Christmas ‘Baking’: Chocolate Rum Raisin Snowcups

rum raisin snowscapeYes, I used the C-word. Christmas.

It is a little early, but I really want to take some of the stress off my mother this year and, yes, show off a little. I went round to my mother-in-law’s last Friday for Shabbat (late to the party and baffled? I’m not Jewish, but my husband is) and she had made these plain chocolate cups by lining cupcake papers with melted chocolate. She then filled them with fresh whipped cream and strawberry slices and topped the whole mess of wonderful off with crumbled Flake. Gorgeous. And of course it got me thinking of what I could do. This is my first experiment.
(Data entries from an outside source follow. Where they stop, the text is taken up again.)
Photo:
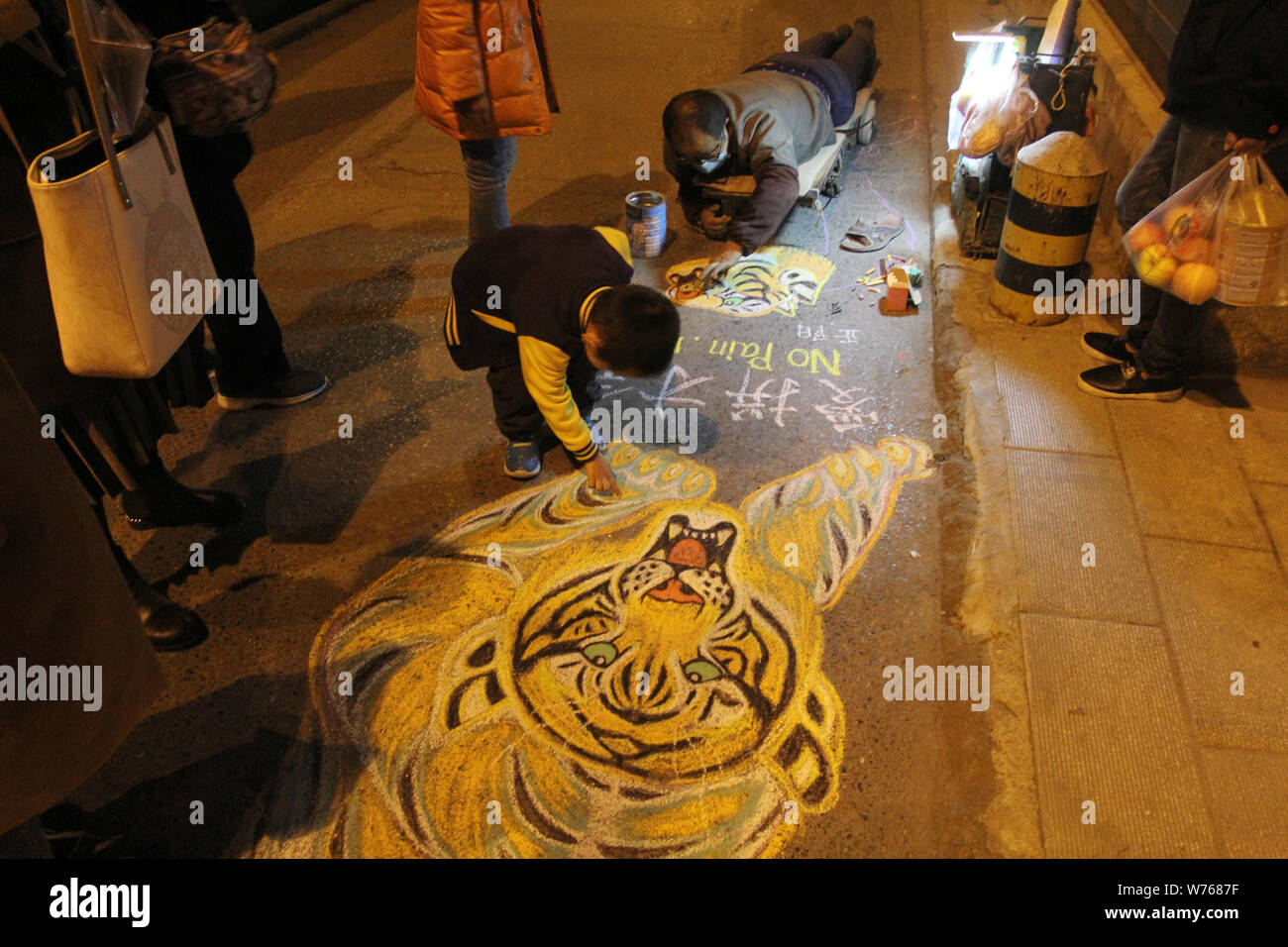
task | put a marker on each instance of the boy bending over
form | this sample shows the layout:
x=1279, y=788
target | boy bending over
x=542, y=308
As DiDi warned me, if you don’t coat the edges nice and thick, the cups fall apart when you peel away the paper. I was being a bit hasty so some of mine did fall apart. I was using petit fours cases and found that actually you could get away with a certain amount of crumbled edging if it’s small, cute and going to be filled to the brim. But perfectionists should be prepared to spend lots of time applying layers of melted chocolate onto paper cases with whatever implement suits you best (I used a grapefruit knife, my mother-in-law a plastic spoon).

Anyway, once they’ve fully set in the fridge, peel away the paper and get inventive with the filling. I put a handful of raisins in a saucepan with a healthy splash on rum on top, then simmered the contents of the pan for a couple of minutes. Then the heat went off, the lid went on and I gave them half an hour or so to soak up the drink. They then sat out (covered) long enough to cool down.
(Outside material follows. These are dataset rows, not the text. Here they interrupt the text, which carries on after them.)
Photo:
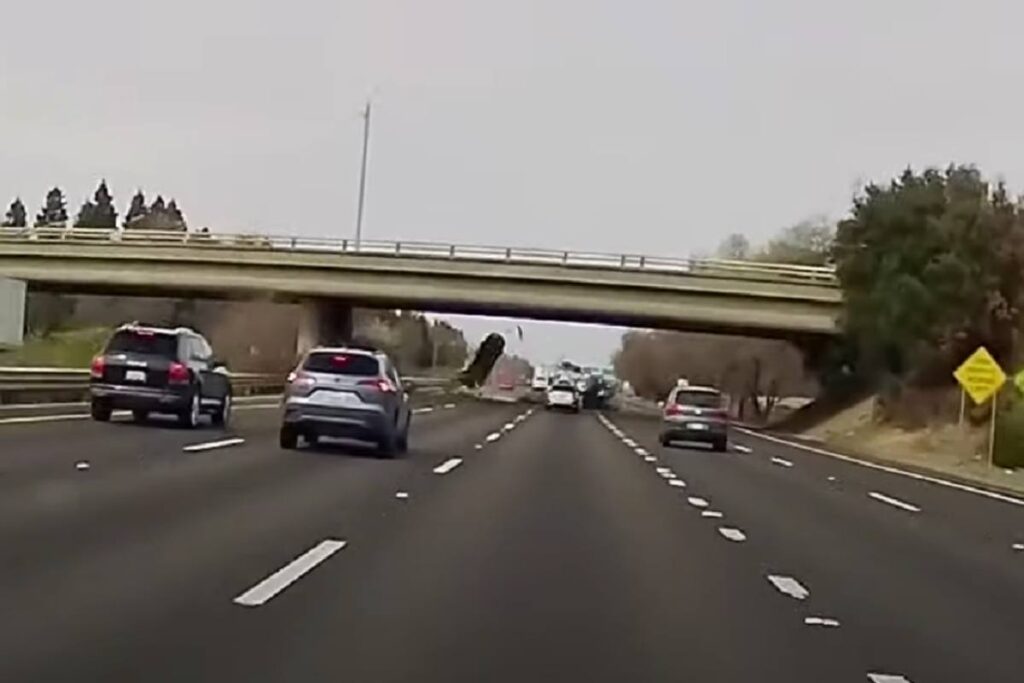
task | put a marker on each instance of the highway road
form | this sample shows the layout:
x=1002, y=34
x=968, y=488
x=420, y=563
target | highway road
x=509, y=545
A heap of raisins went in the chocolate case and a little white chocolate was grated on top to make an artful, Christmassy snowstorm (at least that was the aim; if you think it looks more like Santa’s dandruff, you can leave it out).

Some other ideas I’ve thought of to experiment with:

  • Plain chocolate cups, blackberries smooshed into a lumpy, fruity syrup over heat with sugar and water, white chocolate curls
  • Any chocolate, mincemeat (as in what goes in mince pie, not lasagne!), crumbled cookie / oat topping
  • White chocolate cups, red berries in a little fruity syrup, decorated with holly leaves
  • White chocolate cups, crumbled up left-over Christmas pudding, a blob of cream
  • Layered cups – changing the colour of chocolate every time (after they’ve set in the fridge). Perhaps with a little hollow left for something crunchy – honeycomb?

I’m still thinking this through; I haven’t even got to the creamy or custardy fillings. The possibilities are endless provided you’re willing to spend hours footling chocolate around in paper cups. Of course you could do it without unpeeling them, leaving them in pretty paper cases but still getting the glorious choccy flavour, if you’re in a hurry.